Here at Mosaic, we often cover recent archaeological discoveries in Israel, which can be quite astonishing. But I’ve also learned to be a little weary of breathlessly described artifacts that sound a bit too good to be true. That was my instinct a year ago with the discovery of an ancient miniature tablet thought to be inscribed with Hebrew curses evoking the biblical name of God. A new study throws some cold water on the find’s significance, writes Nathan Steinmeyer:
The “tablet” is a piece of folded lead, measuring less than one inch square.
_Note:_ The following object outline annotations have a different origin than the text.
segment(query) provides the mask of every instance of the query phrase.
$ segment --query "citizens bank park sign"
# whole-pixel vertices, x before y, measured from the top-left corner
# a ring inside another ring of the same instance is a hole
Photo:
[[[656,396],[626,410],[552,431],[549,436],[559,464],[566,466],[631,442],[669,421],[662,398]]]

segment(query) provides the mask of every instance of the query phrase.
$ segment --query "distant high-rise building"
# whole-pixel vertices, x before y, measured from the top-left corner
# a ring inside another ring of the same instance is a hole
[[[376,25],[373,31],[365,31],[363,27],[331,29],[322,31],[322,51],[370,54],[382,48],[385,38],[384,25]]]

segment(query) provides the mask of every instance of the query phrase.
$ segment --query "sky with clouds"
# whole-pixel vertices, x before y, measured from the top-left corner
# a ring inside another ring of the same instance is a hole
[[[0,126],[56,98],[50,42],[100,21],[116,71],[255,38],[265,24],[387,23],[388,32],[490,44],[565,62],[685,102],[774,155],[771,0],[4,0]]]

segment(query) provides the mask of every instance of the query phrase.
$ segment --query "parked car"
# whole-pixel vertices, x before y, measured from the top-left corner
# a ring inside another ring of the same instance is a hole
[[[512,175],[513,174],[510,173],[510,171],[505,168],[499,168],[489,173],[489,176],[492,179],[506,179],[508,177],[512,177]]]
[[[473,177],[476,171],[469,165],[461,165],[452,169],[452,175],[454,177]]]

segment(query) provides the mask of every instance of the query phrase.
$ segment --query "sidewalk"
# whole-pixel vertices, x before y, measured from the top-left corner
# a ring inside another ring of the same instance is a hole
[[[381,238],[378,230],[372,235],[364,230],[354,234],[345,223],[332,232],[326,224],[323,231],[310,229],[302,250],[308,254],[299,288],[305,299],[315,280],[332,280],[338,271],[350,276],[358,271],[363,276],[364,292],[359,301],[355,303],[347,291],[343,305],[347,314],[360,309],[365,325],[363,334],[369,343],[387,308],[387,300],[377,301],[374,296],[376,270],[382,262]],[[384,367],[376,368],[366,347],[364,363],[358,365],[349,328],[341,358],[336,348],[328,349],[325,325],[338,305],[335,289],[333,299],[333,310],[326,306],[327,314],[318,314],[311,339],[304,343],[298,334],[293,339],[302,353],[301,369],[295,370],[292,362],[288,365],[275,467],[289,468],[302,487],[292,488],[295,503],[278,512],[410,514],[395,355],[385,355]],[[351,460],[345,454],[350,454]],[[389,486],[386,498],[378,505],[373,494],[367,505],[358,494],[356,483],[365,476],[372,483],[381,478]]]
Found during sifting of previously excavated soil taken from the West Bank site of Mount Ebal near Nablus, the tiny piece of lead was said to include a 48-letter inscription. . . . According to Amihai Mazar, professor emeritus of archaeology at the Hebrew University of Jerusalem, the lead tablet is likely nothing more than a common fishing-net weight. Such objects were widely used in the ancient Mediterranean and were frequently made from lead during the Late Bronze Age II (ca. 1400–1200 BCE), the period to which the Mount Ebal tablet supposedly dates.
Although it remains uncertain how a fishing implement would have ended up in the rugged central hill country of the southern Levant, many such weights have been uncovered in funerary contexts, suggesting they could have a ritual and symbolic as well as practical function.